When we say mass-customization or on-demand manufacturing, typically what comes to mind is the consumer level customization – a consumer designs a product from scratch and has it custom made. This, however, is just one niche use of mass-customization and its applications are quite broader.
Take for example the sudden demand for face masks during the pandemic. You see an endless variety of them being made, but due to the difficulty involved in anticipating how long the need for masks will continue, or at what rate, the traditional model of producing and keeping inventory does not work.
The same is true if a brand wants to experiment with new styles, color or sizes, but doesn’t know what the demand is going to be, or wants to iterate faster with new designs rapidly. All of these fall under the broad umbrella of mass-customization, even though there is no consumer level customization involved at all.
What is real-time commerce?
What we mean by “Real Time Commerce” is the ability for brands to create thousands of SKUs virtually and instantly get those products in front of their customers and start selling. The products are made on-demand, after a purchase is actually made! Brands will manage all of their products and designs digitally and sell through e-commerce.
The key here, is the use of technology to produce high quality products on-demand and ship them to customers in 2 to 3 days. For the customer, this feels no different from ordering a product on say, Amazon, except the product may not have existed until it was ordered!
What is the relevance of mass-customization to brands and retailers?
Traditionally, retailers had to rely on long and expensive design-to-production cycles. What you see as the latest trend for the season has been on someone’s drawing board 60 to 90 days prior! All these costs add up as “Minimum Order Quantities”, creating large inventories, discounts and end-of-season sale!
The on-demand business model removes these inefficiencies and opens a new world of small batch manufacturing. The ability to a) create designs and get them to market in real-time b) produce the latest trends in small batches and bring them to market in as little as 2 weeks c) restock after it sells!
This provides two disruptive opportunities that traditional brands and retailers can tap into: Firstly, adapt to rapidly changing needs and consumer preferences by introducing new products, designs and styles. Second, use targeted small batch manufacturing to minimize inventory by stocking store-specific designs, sizes and styles.

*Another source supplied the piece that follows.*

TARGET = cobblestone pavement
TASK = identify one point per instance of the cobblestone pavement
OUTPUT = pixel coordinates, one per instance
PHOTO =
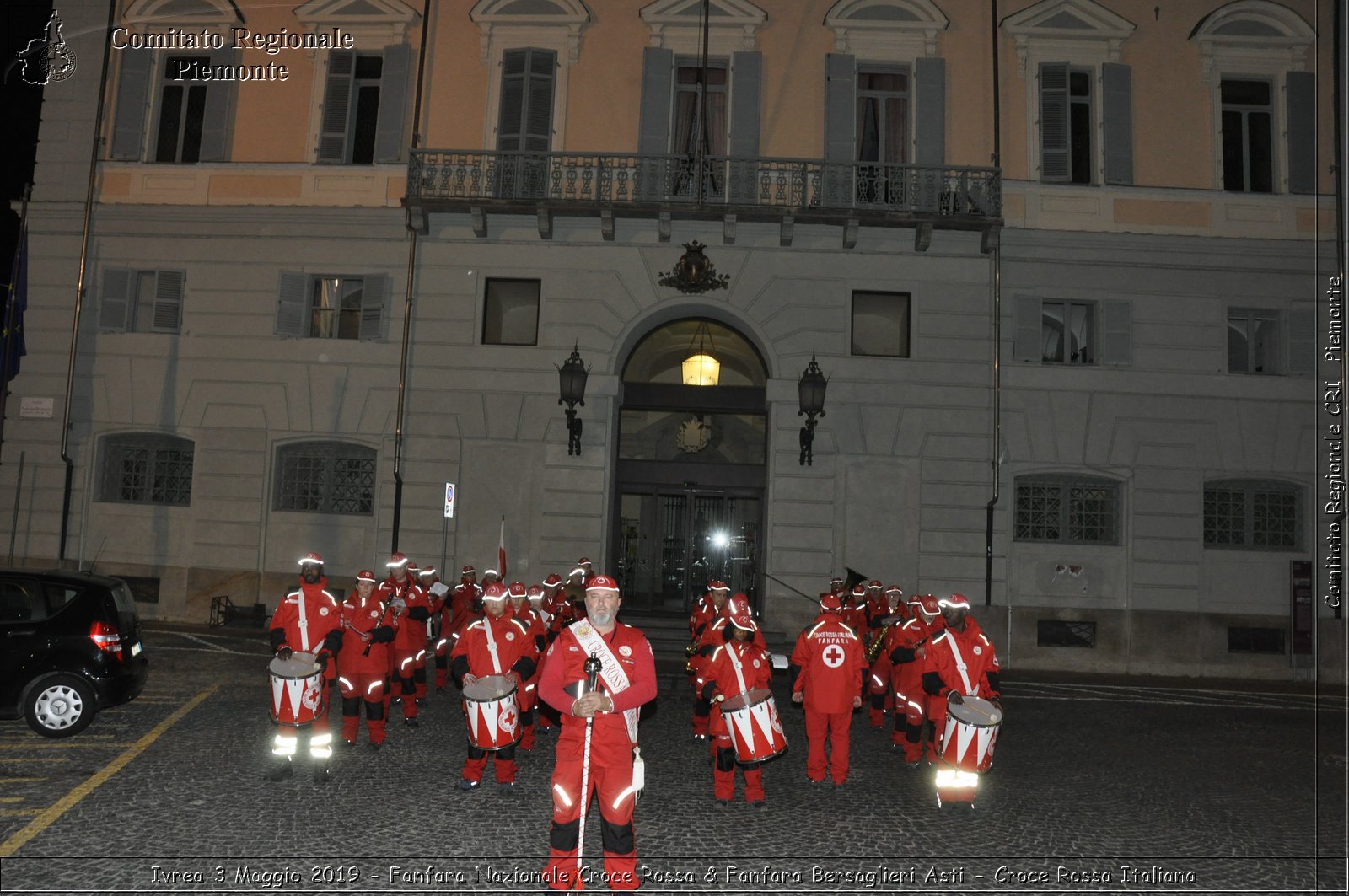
(1121, 787)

This is the real promise of mass-customization. To be able to expand product lines, bring designs to market significantly faster, all without carrying additional inventory!
On the different applications of the technology:
Mass-customization has broad applications. The customization aspect itself can be anywhere on the spectrum – 100% owned and controlled by the brand, to 100% bespoke, designed by the consumer or a collaborative design process in the middle.
A large part of the design to production process and the supply chain for the fashion & textile industry has been manual. When you have tens of people communicating using different tools and systems, things are bound to be lost in translation.
With a “purchase to production line” solution, a lot of these uncertainties go away and what is designed and visualized is exactly what gets made, bringing speed and predictability to what has largely been a manual and time consuming process.
What is the future of mass-customization?
Mass-customization is the future.
Consumers will increasingly shop online. Consumers will increasingly demand personalization. Rapidly changing business environment will make large inventories impossible to hold.
The future belongs to those brands that are able to bring designs to market considerably faster and to then manufacture those products on-demand or in small-batches.